Conducteurs seniors : 3 questions à Sylvie Bonin-Guillaume, professeur de gériatrie

Dans le cadre d’un grand dossier mis au point par la Société française de Gériatrie et de Gérontologie, la professeur de gériatrie à l’APHM, Sylvie Bonin-Guillaume revient en trois questions sur l’épineuse question des personnes âgées au volant.





Le vieillissement est-il dangereux pour la conduite ?
Il est important de distinguer les difficultés liées au vieillissement qui nécessitent dans la plupart des cas une simple modification des comportements (ne pas conduire la nuit par exemple) et celles liées à une pathologie, qui peuvent toucher des personnes de tous âges et qui peuvent nécessiter un arrêt total de la conduite.
 
Le vieillissement n’entraine pas d’incapacité en soi. Il requiert souvent des adaptations dont il est important de parler. Mais il ne s’agit pas de dire aux seniors ce qu’ils ne peuvent plus faire mais bien ce qu’ils peuvent toujours faire ! 
 
De plus, les enquêtes auprès des seniors ont montré qu’ils sont parfois très attachés à la voiture.

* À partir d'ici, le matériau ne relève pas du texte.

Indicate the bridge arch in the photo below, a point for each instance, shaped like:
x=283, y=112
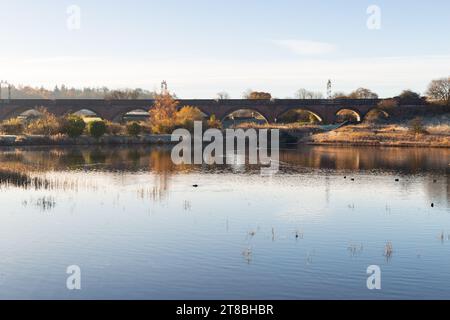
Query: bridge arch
x=87, y=113
x=243, y=115
x=299, y=114
x=348, y=114
x=137, y=114
x=22, y=112
x=376, y=114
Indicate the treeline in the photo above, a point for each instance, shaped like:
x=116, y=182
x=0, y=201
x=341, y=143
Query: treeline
x=64, y=92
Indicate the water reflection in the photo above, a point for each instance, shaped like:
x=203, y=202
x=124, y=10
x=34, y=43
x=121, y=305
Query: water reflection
x=26, y=167
x=137, y=225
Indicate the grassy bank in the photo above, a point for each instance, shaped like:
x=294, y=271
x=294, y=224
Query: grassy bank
x=384, y=135
x=61, y=140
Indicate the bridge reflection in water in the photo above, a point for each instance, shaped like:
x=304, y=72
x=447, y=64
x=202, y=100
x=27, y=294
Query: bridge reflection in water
x=20, y=166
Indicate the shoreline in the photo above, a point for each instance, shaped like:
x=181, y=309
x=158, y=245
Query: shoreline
x=51, y=141
x=165, y=140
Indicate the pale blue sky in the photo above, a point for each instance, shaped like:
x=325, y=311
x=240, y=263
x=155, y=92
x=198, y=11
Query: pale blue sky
x=202, y=47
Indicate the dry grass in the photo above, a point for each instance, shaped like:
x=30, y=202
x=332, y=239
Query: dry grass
x=395, y=135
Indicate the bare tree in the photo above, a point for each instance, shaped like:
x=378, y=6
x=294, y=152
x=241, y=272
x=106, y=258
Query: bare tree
x=363, y=93
x=306, y=94
x=256, y=95
x=440, y=90
x=223, y=95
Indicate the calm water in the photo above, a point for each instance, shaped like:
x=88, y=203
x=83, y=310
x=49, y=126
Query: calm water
x=138, y=229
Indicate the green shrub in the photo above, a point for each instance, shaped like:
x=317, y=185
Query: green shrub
x=416, y=126
x=12, y=126
x=97, y=128
x=213, y=122
x=134, y=129
x=73, y=126
x=47, y=124
x=114, y=128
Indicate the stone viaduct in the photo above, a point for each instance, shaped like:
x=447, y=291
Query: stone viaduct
x=271, y=110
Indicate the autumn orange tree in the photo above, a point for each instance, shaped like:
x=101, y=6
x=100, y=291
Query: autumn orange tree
x=163, y=113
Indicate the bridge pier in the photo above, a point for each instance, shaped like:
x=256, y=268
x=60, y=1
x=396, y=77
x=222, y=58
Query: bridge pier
x=115, y=109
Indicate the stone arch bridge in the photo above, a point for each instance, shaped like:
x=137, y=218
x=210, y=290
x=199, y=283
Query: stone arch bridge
x=271, y=110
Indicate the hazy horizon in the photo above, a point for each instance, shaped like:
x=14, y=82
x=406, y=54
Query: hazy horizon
x=205, y=47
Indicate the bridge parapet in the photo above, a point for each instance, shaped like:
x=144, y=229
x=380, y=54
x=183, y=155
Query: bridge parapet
x=114, y=109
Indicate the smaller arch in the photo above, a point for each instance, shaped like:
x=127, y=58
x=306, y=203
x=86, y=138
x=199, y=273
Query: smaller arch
x=133, y=115
x=87, y=115
x=376, y=115
x=347, y=114
x=29, y=115
x=242, y=116
x=299, y=115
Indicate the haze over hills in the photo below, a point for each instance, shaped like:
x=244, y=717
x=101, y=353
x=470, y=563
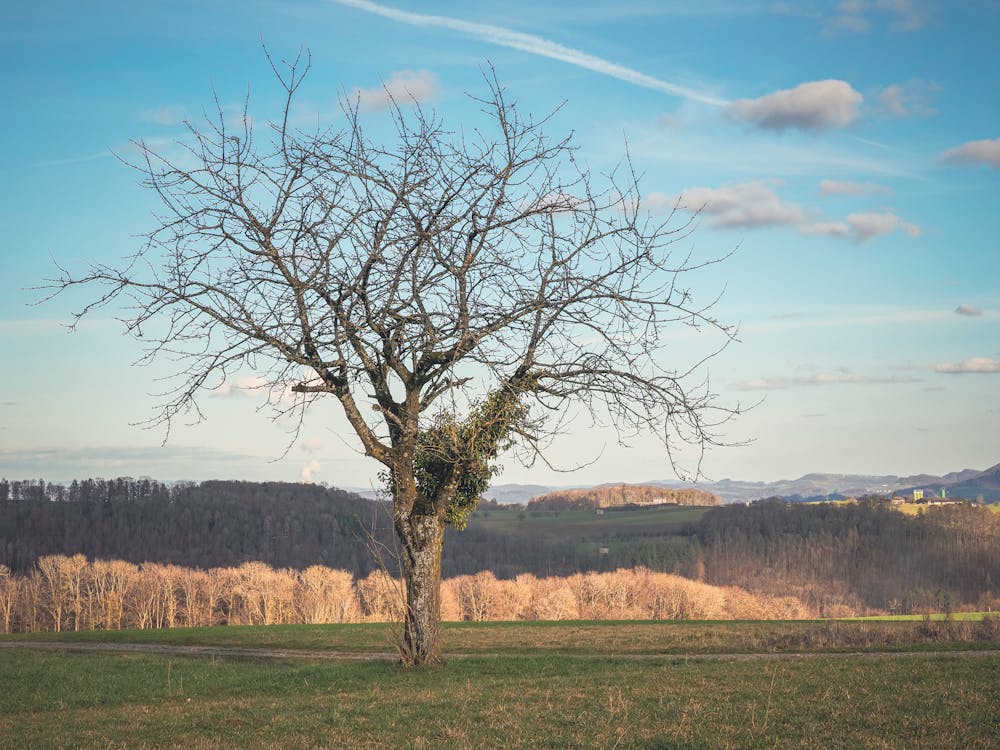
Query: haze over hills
x=967, y=483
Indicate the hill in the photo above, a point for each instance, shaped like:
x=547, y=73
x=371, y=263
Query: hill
x=619, y=496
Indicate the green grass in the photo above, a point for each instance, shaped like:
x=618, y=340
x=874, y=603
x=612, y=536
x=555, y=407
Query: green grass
x=656, y=520
x=54, y=700
x=582, y=637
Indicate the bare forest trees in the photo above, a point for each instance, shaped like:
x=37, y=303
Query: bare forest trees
x=457, y=291
x=115, y=595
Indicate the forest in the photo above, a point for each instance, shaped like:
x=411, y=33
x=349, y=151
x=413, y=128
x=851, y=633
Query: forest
x=835, y=559
x=621, y=495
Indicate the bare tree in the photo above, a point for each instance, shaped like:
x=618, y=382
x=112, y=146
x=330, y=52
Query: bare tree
x=458, y=292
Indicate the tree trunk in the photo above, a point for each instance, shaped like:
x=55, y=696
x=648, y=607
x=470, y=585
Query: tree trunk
x=421, y=537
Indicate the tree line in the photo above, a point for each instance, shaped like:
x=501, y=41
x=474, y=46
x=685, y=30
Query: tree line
x=845, y=558
x=70, y=592
x=619, y=496
x=837, y=559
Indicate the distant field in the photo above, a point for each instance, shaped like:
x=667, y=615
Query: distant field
x=521, y=686
x=666, y=518
x=660, y=637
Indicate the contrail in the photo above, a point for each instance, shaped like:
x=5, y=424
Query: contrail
x=535, y=45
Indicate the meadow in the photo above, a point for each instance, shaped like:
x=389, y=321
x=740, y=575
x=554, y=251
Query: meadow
x=532, y=685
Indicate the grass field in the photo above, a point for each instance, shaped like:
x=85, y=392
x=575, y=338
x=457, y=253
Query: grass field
x=518, y=685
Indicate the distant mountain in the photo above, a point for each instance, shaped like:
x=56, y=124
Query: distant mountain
x=967, y=483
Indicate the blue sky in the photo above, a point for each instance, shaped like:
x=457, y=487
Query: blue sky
x=850, y=150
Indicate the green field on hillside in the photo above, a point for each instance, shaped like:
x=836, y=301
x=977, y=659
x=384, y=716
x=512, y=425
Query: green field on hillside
x=667, y=519
x=519, y=685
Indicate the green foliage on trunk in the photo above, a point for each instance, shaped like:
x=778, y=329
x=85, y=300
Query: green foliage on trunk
x=466, y=451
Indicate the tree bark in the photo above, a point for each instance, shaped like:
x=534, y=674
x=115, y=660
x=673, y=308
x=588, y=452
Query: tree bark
x=422, y=537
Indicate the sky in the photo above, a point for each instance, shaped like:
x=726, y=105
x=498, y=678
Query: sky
x=849, y=152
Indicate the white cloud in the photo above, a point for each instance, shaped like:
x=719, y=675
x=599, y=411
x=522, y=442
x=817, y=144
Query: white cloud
x=309, y=472
x=245, y=385
x=311, y=445
x=985, y=151
x=403, y=87
x=816, y=105
x=168, y=115
x=534, y=45
x=842, y=377
x=971, y=365
x=861, y=227
x=744, y=205
x=837, y=187
x=968, y=310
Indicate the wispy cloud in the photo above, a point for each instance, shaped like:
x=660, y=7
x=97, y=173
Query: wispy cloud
x=910, y=98
x=112, y=460
x=986, y=152
x=535, y=45
x=856, y=16
x=838, y=187
x=861, y=227
x=844, y=377
x=752, y=205
x=968, y=310
x=167, y=115
x=816, y=105
x=744, y=205
x=403, y=87
x=979, y=365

En effet, pour beaucoup d’entre eux, la voiture permet d’être autonome, de rendre visite à des amis, de faire ses courses, etc.
 
Comment se rendre compte qu’un proche à besoin de modifier sa conduite ?
Lorsqu’un membre de l’entourage se trouve dans la voiture, il peut se rendre compte que la personne qui conduit rencontre des difficultés en situation de conduite.
 
Cela peut être une difficulté à retrouver son chemin, une attitude de stress face à la conduite, ou bien des ralentissements fréquents qui questionnent le confort de conduite de la personne.
 
Dans ces situations, il est important de poser les bonnes questions au conducteur pour aborder le sujet sereinement.
 
Comment aborder le sujet ?
Il n’y a pas de recette magique. Brandir le spectre de l’interdiction auprès des séniors est contre-productif. D’une part parce que c’est rarement nécessaire : les personnes âgées qui ne peuvent plus conduire s’arrêtent toutes seules la plupart du temps.
 
D’autre part, parce que la stigmatisation de cette population provoque l’effet inverse : le senior va tenter à tout prix de prouver qu’il est toujours en capacité de conduire. Par contre, poser la question en terme de confort permet une prise de conscience de ce qui est raisonnable et de ce qui ne l’est pas.
 
Par exemple : « te sentirais-tu à l’aise à l’idée de faire un Paris-Marseille ? De te retrouver au milieu d’un carrefour compliqué ? Ou bien de faire des trajets de nuit ? »
 
Les réponses à ces questions permettront de cibler ce que la personne devrait éviter et les trajets qui au contraire peuvent être encouragés : les trajets courts, de jour etc. Il faut inciter ses proches non pas à arrêter de conduire mais à conduire différemment.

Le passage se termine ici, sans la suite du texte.